Credit: S.Bradbrook/NPG

A failure to resolve inflammation in a timely manner can have serious consequences for health. As such there are numerous molecular 'brakes' that can be applied to inflammatory responses. In a recent Nature paper, a new role is described for the methylcytosine dioxygenase TET2 in specifically repressing transcription of the pro-inflammatory cytokine interleukin-6 (IL-6) and ensuring timely termination of inflammation.

Deficiency of TET2 in mouse or human myeloid cells did not affect the rapid induction of IL-6 expression that occurs within 4 hours of stimulation with lipopolysaccharide (LPS). However, TET2-deficient cells failed to downregulate IL-6 expression at the late phase of the LPS response (after 8 hours). TET2 was also found to repress the transcription of other LPS-induced genes (including Rsad2, Cmpk2 and Ifit2) that have the same dynamic transcription patterns as Il6, but it had no effect on transcription of tumour necrosis factor (Tnf).

The biological significance of TET2-mediated repression of inflammation was assessed in mice with a myeloid cell-specific deletion of Tet2 given a systemic challenge with LPS. These mice produced much more IL-6, especially at the late phase, and showed more severe lung damage and diffuse inflammation than wild-type mice. Tet2-deficient mice were also more susceptible to dextran sulfate sodium-induced colitis, showing exacerbated colon inflammation and tissue damage compared with control mice.

During the late phase of LPS stimulation, higher levels of TET2 bound to the Il6 promoter. Moreover, co-immunoprecipitation and mass spectrometry studies identified several transcription factors that associated with TET2 in myeloid cells. Of these binding partners, NF-κB inhibitor-ζ (IκBζ), which is known to target the Il6 promoter during the LPS response, was shown to mediate specific targeting of TET2 to the Il6 promoter. In addition, TET2 was found to associate with histone deacetylase 1 (HDAC1) and HDAC2. In the presence of inhibitors of HDACs, high levels of Il6, but not Tnf, transcription were maintained during the late phase of the LPS response, suggesting that loss of histone acetylation is important for repressing Il6 transcription.
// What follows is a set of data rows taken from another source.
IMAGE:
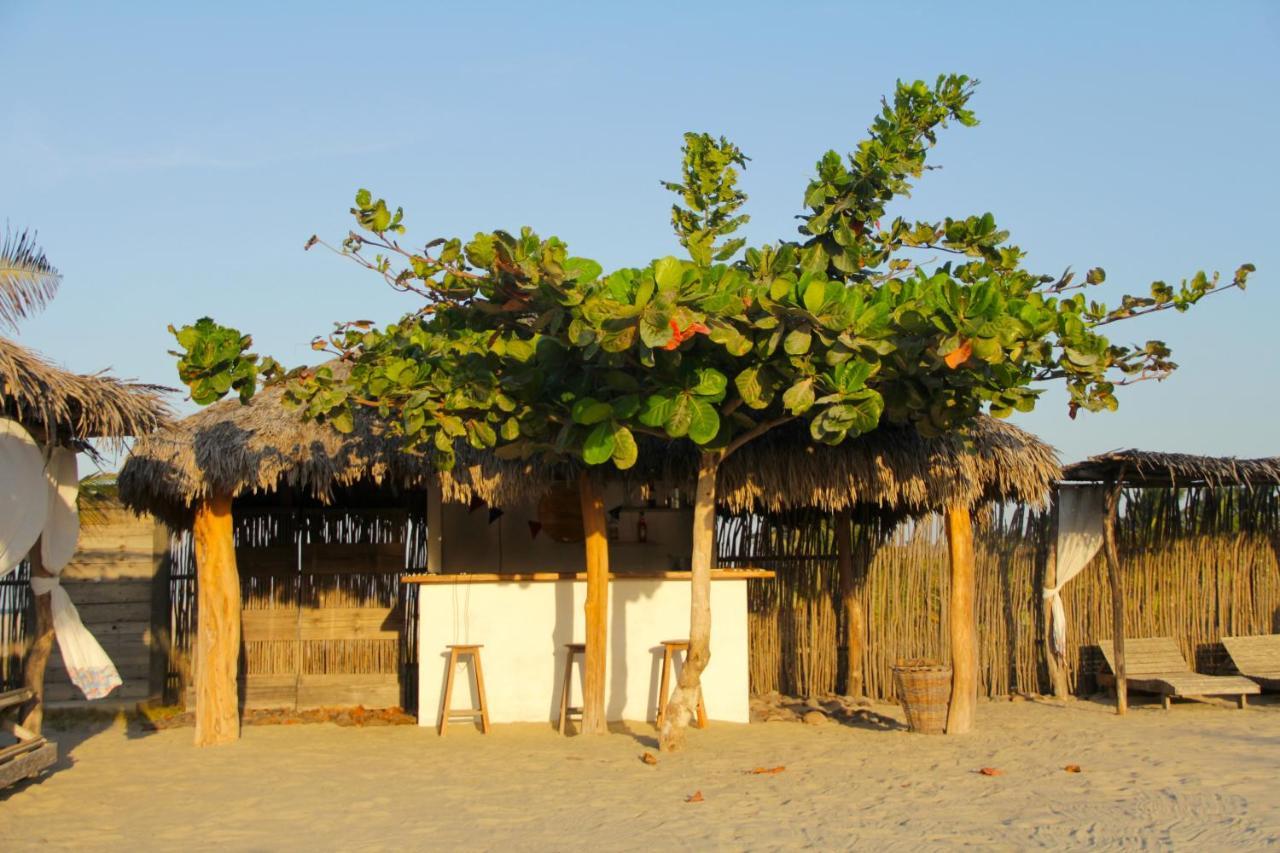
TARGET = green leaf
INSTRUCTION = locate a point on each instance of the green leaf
(598, 447)
(588, 411)
(704, 423)
(799, 397)
(625, 451)
(657, 410)
(581, 269)
(798, 341)
(668, 272)
(680, 418)
(814, 295)
(711, 383)
(754, 387)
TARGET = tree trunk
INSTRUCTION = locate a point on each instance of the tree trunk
(37, 658)
(1054, 662)
(1109, 539)
(855, 623)
(684, 699)
(964, 633)
(597, 605)
(218, 639)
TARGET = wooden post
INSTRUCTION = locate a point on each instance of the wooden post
(964, 632)
(1109, 538)
(597, 605)
(684, 698)
(218, 638)
(42, 646)
(1054, 662)
(855, 623)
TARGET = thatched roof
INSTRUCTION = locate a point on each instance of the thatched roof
(1174, 470)
(237, 448)
(892, 468)
(67, 407)
(263, 446)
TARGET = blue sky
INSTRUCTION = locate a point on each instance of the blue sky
(174, 160)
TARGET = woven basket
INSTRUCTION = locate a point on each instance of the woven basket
(924, 688)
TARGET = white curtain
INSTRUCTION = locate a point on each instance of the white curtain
(87, 665)
(22, 488)
(1079, 537)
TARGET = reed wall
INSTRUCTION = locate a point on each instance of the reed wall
(1197, 566)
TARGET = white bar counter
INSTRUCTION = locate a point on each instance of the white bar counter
(524, 621)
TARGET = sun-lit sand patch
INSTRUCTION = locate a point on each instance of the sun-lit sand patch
(1200, 775)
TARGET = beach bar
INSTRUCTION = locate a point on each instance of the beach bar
(526, 620)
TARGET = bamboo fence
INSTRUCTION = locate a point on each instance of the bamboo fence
(1198, 565)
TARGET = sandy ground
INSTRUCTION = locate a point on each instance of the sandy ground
(1200, 776)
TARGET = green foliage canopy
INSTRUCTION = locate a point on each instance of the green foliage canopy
(521, 347)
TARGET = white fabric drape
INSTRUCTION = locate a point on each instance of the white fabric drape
(87, 665)
(1079, 537)
(22, 488)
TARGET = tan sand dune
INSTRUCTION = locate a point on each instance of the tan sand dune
(1203, 778)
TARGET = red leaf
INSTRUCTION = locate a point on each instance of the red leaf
(959, 355)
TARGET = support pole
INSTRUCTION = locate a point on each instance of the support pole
(597, 605)
(1054, 662)
(37, 658)
(1109, 538)
(218, 638)
(964, 632)
(855, 621)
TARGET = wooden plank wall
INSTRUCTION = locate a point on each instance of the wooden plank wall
(110, 583)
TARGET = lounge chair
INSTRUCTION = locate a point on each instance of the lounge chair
(1256, 657)
(1156, 665)
(32, 753)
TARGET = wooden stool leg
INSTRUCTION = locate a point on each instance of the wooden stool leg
(666, 682)
(448, 690)
(565, 688)
(484, 703)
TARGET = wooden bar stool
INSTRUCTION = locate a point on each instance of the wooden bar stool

TET2 ... selectively mediates the repression of Il6 transcription through HDACs

So, this study shows that TET2, independent of its established roles in DNA methylation and hydroxymethylation, selectively mediates the repression of Il6 transcription through HDACs that erase histone acetylation during inflammation resolution in myeloid cells. Importantly, it implies that repression at the chromatin level, and not termination of Toll-like receptor signalling, is a key mechanism for regulating inflammatory cytokine expression.